FILE PHOTO: A general view of the Department of Justice building is seen ahead of the release of the Special Counsel Robert Mueller’s report in Washington, U.S., April 18, 2019. REUTERS/Amr Alfiky
NEW YORK (Reuters) – A former head of subprime trading at Deutsche Bank AG (DBKGn.DE) will pay a $500,000 civil fine to resolve charges he misled investors about the quality of loans backing $1.42 billion of residential mortgage-backed securities (RMBS) issued before the 2008 financial crisis.
The U.S. Department of Justice on Thursday announced the settlement with Paul Mangione, who was also a former Deutsche Bank managing director, who did not admit wrongdoing. Settlement papers were filed with the federal court in Brooklyn, New York.
Mangione was accused of understating the risks of loans backing two securities offerings, ACE 2007-HE4 and ACE 2007-HE5, in April 2007 and June 2007, including borrowers’ ability to repay and whether the loans were underwritten properly.
More than half the loans were made by Deutsche Bank’s DB Home Lending unit, then known as Chapel Funding.
Mangione had been charged in September 2017 with mail fraud, wire fraud and conspiracy to commit mail and wire fraud.
The charges were announced eight months after Deutsche Bank reached a $7.2 billion settlement, including a $3.1 billion civil fine, with the U.S. government, and admitted to misleading investors about RMBS it sold.
Other banks have reached similar settlements. U.S. authorities have long faced criticism that they have not held enough individuals accountable for RMBS failures.
Mangione joined Deutsche Bank in 2000 after six years at Credit Suisse (CSGN.S). His lawyer, Patrick Smith, said Mangione settled so he could devote his time and energy elsewhere.

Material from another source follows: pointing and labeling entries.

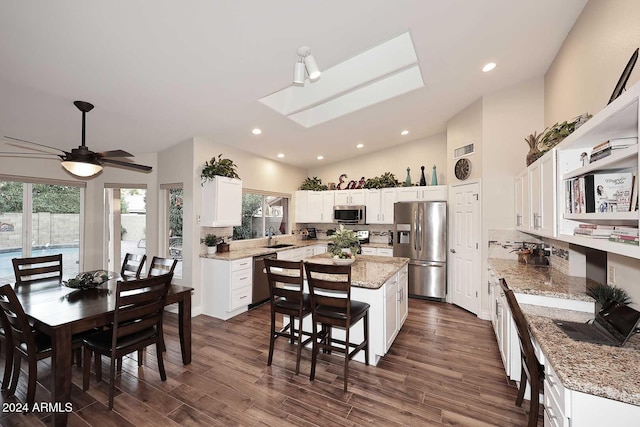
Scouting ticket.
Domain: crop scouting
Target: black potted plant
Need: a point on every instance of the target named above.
(603, 292)
(218, 166)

“Mr. Mangione did nothing wrong during his time at Deutsche Bank,” Smith said in a statement. “He acted in good faith in performing his customary job functions as a whole loan trader at Deutsche Bank. Mr. Mangione was not responsible for Deutsche Bank’s RMBS practices and disclosures to investors, which were at the core of the government’s claims against him.”